Change in intensity of skin burns using a scale of 0 to 10

Time Frame: One week, one month and six months after surgery

Physicians were asked to inform intensity of skin burns on a scale of 0 (no complaint/discomfort) to 10 (maximal complaint/discomfort).

Change in presence of sensitivity alteration

Time Frame: One week, one month and six months after surgery

Patients were asked to indicate the presence or absence of sensitivity alteration.

Change in presence of thrombophlebitis

Time Frame: One week, one month and six months after surgery

Physicians were asked to inform the presence or absence of thrombophlebitis.

Change in presence of resection or occlusion of the great saphenous vein

Time Frame: One month, six months and 12 months after surgery

Duplex ultrasound scan was used to evaluate the presence or absence of resection or occlusion (success rate) of the great saphenous vein.

Change in presence of reflux in the sapheno-femoral junction and in the great saphenous vein

Time Frame: One month, six months and 12 months after surgery

Duplex ultrasound scan was used to evaluate the presence or absence of reflux in the sapheno-femoral junction and in the great saphenous vein

Change in presence of complications

Time Frame: One month, six months and 12 months after surgery

Duplex ultrasound scan was used to evaluate the presence or absence of complications such as deep vein thrombosis (DVT) and lymphocele.

Change in intensity of hyper pigmentation using a scale of 0 to 10

Time Frame: One week, one month and six months after surgery

Patients and physicians were oriented to indicate their subjective perception of intensity of hyperpigmentation on a scale of 0 (no complaint/discomfort) to 10 (maximal complaint/discomfort).

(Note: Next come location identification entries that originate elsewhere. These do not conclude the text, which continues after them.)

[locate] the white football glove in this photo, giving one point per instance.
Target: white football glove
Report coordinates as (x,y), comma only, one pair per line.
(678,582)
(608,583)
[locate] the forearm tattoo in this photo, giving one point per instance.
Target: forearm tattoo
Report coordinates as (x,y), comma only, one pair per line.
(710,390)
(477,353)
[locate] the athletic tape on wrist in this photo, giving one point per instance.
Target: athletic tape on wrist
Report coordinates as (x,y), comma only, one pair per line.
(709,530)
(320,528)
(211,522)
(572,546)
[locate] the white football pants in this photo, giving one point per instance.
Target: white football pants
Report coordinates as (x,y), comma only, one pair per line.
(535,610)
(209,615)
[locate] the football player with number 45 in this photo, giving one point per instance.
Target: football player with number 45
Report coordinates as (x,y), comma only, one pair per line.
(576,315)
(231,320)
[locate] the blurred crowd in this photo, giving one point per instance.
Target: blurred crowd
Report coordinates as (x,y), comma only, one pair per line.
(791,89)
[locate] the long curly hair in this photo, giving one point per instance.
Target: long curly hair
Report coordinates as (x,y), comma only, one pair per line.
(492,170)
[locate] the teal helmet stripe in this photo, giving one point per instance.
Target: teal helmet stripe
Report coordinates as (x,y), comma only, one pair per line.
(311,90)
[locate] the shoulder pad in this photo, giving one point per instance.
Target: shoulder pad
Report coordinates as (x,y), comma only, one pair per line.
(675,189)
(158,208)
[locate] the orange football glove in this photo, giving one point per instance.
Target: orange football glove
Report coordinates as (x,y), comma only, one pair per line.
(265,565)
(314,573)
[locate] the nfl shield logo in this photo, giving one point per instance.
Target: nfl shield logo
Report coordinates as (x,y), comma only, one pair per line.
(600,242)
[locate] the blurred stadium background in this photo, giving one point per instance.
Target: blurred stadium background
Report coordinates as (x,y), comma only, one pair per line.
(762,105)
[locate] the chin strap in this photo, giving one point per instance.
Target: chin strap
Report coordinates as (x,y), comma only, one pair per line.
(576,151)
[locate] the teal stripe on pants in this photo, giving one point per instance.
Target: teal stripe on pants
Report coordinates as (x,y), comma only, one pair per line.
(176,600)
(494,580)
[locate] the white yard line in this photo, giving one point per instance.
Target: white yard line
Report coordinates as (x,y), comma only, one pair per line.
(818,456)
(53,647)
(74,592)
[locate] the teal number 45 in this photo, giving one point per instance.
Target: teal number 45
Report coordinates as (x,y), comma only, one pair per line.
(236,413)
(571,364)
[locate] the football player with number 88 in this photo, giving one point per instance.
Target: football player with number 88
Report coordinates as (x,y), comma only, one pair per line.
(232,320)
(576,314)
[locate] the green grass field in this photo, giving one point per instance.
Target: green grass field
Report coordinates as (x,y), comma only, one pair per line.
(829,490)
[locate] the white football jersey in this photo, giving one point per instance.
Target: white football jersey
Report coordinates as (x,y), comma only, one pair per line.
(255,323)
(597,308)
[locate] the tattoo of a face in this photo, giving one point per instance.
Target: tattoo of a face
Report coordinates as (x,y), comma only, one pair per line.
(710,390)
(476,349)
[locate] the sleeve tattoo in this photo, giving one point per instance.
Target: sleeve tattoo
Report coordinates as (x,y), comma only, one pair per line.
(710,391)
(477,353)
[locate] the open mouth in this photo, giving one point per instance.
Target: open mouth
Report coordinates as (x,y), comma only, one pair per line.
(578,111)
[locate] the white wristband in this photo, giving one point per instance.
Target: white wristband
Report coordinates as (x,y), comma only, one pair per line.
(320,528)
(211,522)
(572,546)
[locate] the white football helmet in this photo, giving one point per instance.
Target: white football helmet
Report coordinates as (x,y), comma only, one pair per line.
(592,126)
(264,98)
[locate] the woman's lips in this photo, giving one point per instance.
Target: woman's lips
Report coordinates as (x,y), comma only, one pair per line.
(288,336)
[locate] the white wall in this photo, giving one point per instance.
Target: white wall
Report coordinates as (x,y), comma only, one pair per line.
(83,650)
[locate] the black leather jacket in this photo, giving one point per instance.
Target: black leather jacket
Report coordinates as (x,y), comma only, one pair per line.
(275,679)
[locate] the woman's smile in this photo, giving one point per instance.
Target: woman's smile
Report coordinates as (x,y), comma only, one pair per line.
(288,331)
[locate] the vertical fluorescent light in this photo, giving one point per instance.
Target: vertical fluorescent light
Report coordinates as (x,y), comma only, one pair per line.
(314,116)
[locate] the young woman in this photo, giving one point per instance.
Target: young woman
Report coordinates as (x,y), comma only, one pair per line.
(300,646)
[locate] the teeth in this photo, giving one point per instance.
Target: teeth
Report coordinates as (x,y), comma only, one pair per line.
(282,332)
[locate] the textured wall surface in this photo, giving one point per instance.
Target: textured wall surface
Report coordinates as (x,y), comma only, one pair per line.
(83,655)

Change in extension of hematoma using a scale of 0 to 10

Time Frame: One week, one month and six months after surgery

Patients and physicians were oriented to indicate their subjective perception of extension of hematoma on a scale of 0 (no complaint/discomfort) to 10 (maximal complaint/discomfort).

Change in aesthetic results using a scale of 0 to 10

Time Frame: One week, one month and six months after surgery

Patients and physicians were oriented to indicate their subjective perception of aesthetic results on a scale of 0 (unaesthetic) to 10 (excellent results).

Change in pain levels using a scale of 0 to 10

Time Frame: One week, one month and six months after surgery

Patients were asked to indicate pain levels on a scale of 0 (no pain) to 10 (worst imaginable pain).